The push for staggered elections and a longer window for presidential petitions is gaining momentum from more stakeholders.
Election observers on Wednesday rooted for the said proposals as a means of reducing election-related tensions and offering a more conclusive resolution of presidential election disputes.
Election Observers Group (Elog) noted that Kenya’s presidential contests attract heavy dissatisfaction and anxiety among voters, occasionally sparking violence.
Elog National Coordinator Mule Musau said that conflating the elections is always a recipe for jamming of Kenya Integrated Election Management System (KIEMS) kits.
“It would ensure that the KIEMS kits did not fail or were overwhelmed with respect to identifying votes during the voting process,” said Musau.
Musau spoke on Wednesday during the unveiling of last year’s elections report by Elog at a Nairobi hotel.
The Independent Electoral and Boundaries Commission and the Law Society of Kenya have also proposed having the elections staggered in memoranda to the bipartisan dialogue committee.
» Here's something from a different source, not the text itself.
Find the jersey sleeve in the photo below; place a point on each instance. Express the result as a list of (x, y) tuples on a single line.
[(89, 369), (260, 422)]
They argued that the outcome of the presidential elections would give losers an opportunity to contest other seats thereby promoting political tolerance in the country.
Elog also wants the period for determining a presidential petition be pushed to one month from 14 days as it is currently.
“We need to enhance transparency and accountability to improve and curb irregularities during elections,” stated Musau.
The elections observer noted that 44 per cent of the populace do not have trust in IEBC to conduct free, fair and verifiable elections.
At the same time, the study revealed that around 40 per cent of Kenyans believe that the electoral body is captured by the state, and that there was a lot of ballot staffing during the 2022 general elections.
Further, the report observed that 71 per cent of voters believe party manifestos were key in selling candidates.
According to the report, last year’s elections registered more election observers as compared to 2017 general elections. However, the report noted that only a handful are accountable as 98 per cent did not submit their reports after elections.
The report recommended that politicians be banned from tallying centers as their presence breeds violence and skirmishes.